David Alexander Fife (1805–1877) was a Scottish-born Canadian farmer credited with developing the variety of wheat which later became known as Red Fife.
David Alexander Fife | |
Birth Date: | 1805 8, mf=yes |
Birth Place: | Kincardine, Scotland |
Death Place: | Otonabee, Ontario |
Occupation: | farmer, inventor, businessman |
Children: | David Alexander Jr. (1829 - 1901) John Alexander (1829 - 1907) Agnes (1835 - ??) Sylvester Hutchison (1835 - 1911) Jane (1837 - 1891) James Alexander (1839 - 1920) Mary (1841 - ??) Thomas (1839 - 1852) Ellen (?? - ??) |
Parents: | John Fife Sr. (1773–1859) Agnes Hutchison (1773–1853) |
David Alexander Fife was born at Kincardine, Scotland in 1805. In 1820, his family immigrated to Otonabee Township in Peterborough County, Upper Canada, and took up farming.[1]
In the early 1840s, the farmers in the Midlands area of Canada West—the new name for Upper Canada after the 1840 Act of Union—grew a winter wheat variety known as Siberian. It had been introduced to Canada in the hope that it would survive the severe Canadian winters. But the Siberian wheat variety was susceptible to rust and its yields were low.[2]
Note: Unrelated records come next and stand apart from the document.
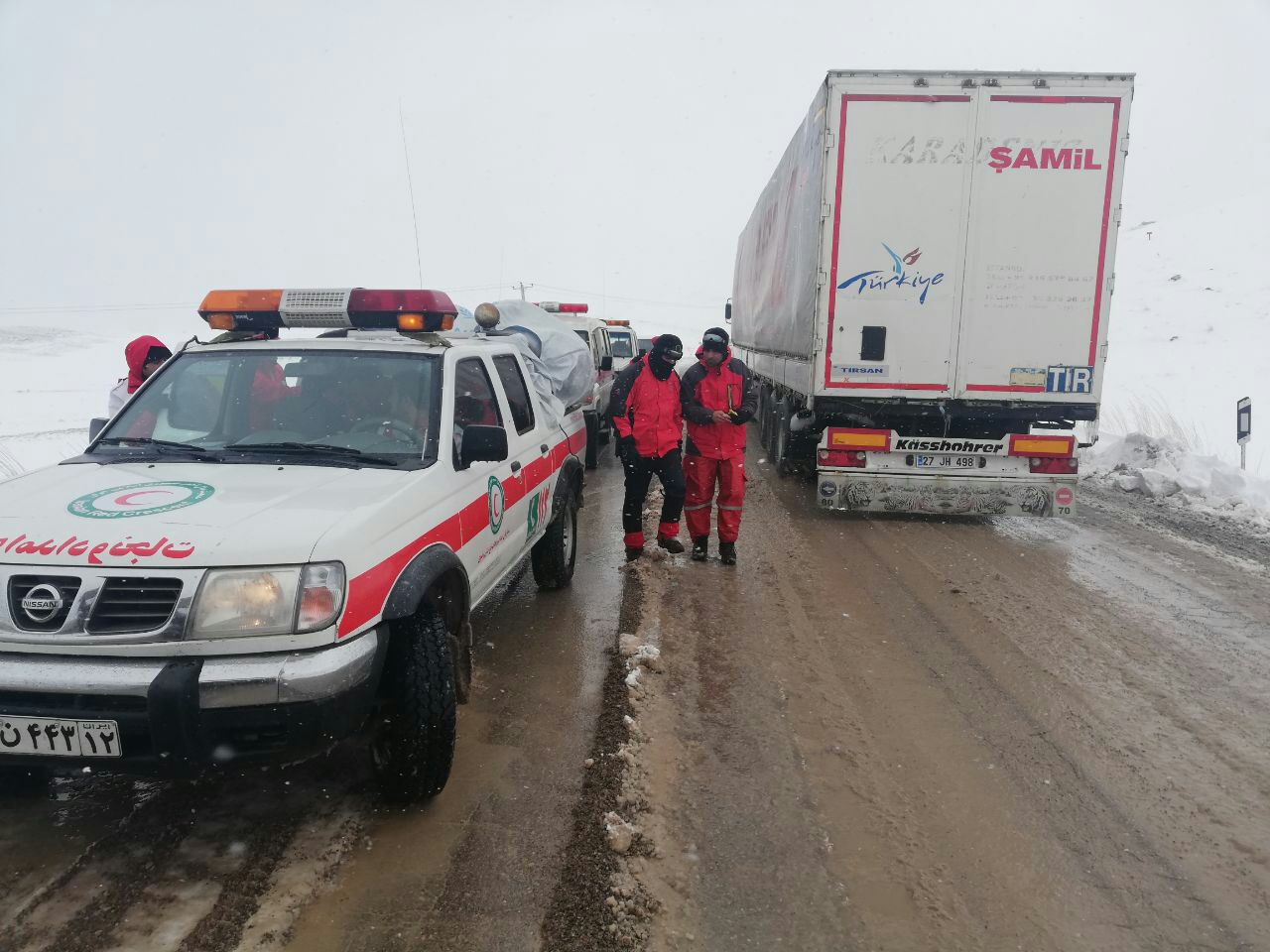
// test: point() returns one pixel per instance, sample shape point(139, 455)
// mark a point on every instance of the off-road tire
point(592, 440)
point(414, 737)
point(554, 555)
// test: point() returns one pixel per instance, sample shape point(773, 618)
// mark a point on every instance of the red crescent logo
point(126, 499)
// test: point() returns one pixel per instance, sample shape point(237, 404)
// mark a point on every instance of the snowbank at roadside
point(1164, 468)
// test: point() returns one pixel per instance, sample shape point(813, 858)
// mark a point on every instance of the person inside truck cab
point(143, 356)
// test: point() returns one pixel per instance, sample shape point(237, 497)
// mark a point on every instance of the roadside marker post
point(1243, 428)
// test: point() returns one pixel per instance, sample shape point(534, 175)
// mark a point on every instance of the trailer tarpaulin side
point(778, 255)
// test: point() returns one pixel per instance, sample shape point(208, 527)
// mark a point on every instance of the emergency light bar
point(557, 307)
point(329, 307)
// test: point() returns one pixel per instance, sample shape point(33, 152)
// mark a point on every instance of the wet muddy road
point(308, 858)
point(985, 734)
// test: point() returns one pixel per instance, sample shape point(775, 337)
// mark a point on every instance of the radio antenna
point(409, 181)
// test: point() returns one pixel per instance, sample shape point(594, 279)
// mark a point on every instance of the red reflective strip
point(879, 385)
point(1030, 389)
point(368, 590)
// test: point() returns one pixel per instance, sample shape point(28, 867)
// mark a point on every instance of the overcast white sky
point(150, 151)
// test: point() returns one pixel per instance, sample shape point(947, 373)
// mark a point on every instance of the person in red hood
point(144, 356)
point(719, 399)
point(649, 425)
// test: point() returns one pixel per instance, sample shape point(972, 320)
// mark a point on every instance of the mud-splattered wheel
point(554, 555)
point(413, 747)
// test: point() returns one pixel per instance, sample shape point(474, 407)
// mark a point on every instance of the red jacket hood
point(135, 356)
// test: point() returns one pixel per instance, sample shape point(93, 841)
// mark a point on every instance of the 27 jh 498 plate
point(51, 738)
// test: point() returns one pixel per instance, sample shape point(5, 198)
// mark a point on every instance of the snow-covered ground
point(1164, 468)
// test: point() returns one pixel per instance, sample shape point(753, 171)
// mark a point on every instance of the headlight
point(275, 601)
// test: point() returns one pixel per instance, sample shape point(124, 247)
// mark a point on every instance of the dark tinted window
point(517, 394)
point(474, 400)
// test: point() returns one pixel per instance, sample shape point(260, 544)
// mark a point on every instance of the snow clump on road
point(1164, 468)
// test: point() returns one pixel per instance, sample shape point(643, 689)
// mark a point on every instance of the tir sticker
point(1070, 380)
point(1026, 376)
point(139, 499)
point(497, 503)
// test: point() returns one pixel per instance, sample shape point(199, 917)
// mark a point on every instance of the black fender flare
point(421, 576)
point(568, 484)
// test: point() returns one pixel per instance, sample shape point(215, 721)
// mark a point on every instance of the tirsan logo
point(897, 280)
point(1005, 158)
point(949, 445)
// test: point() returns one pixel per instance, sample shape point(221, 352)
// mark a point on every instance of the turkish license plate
point(45, 737)
point(948, 462)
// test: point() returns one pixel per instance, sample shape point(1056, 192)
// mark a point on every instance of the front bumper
point(177, 716)
point(945, 495)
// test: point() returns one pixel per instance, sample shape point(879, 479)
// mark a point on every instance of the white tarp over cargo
point(561, 363)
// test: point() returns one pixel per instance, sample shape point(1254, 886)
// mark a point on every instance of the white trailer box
point(934, 258)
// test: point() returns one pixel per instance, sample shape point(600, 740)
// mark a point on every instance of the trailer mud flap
point(940, 495)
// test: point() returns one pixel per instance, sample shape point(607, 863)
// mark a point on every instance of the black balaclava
point(715, 339)
point(667, 350)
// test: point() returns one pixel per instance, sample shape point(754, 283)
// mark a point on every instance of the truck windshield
point(624, 344)
point(325, 407)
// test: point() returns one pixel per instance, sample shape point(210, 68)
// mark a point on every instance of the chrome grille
point(134, 604)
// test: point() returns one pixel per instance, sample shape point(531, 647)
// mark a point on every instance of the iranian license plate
point(53, 738)
point(948, 462)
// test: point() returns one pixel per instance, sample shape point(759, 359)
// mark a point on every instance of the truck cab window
point(517, 394)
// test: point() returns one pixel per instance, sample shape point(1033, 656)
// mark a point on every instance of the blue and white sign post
point(1243, 428)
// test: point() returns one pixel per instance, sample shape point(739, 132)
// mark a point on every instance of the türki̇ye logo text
point(75, 547)
point(897, 278)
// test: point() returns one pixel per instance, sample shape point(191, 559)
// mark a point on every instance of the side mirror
point(481, 444)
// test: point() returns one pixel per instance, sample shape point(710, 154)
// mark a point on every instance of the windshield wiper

David Fife wrote to a friend in Glasgow asking for samples of good seed wheat. His friend obtained a sample of wheat off a ship from Danzig, Prussia, (now Gdańsk, Poland) and sent it to Fife. As it came to Fife's hand just before spring seeding time, and, not knowing whether it was a fall or spring variety, Mr. Fife decided to sow a part of it that spring, and wait for the result. It proved to be fall wheat as most of it never ripened. Three ears, however, which grew from a single grain did reach maturity.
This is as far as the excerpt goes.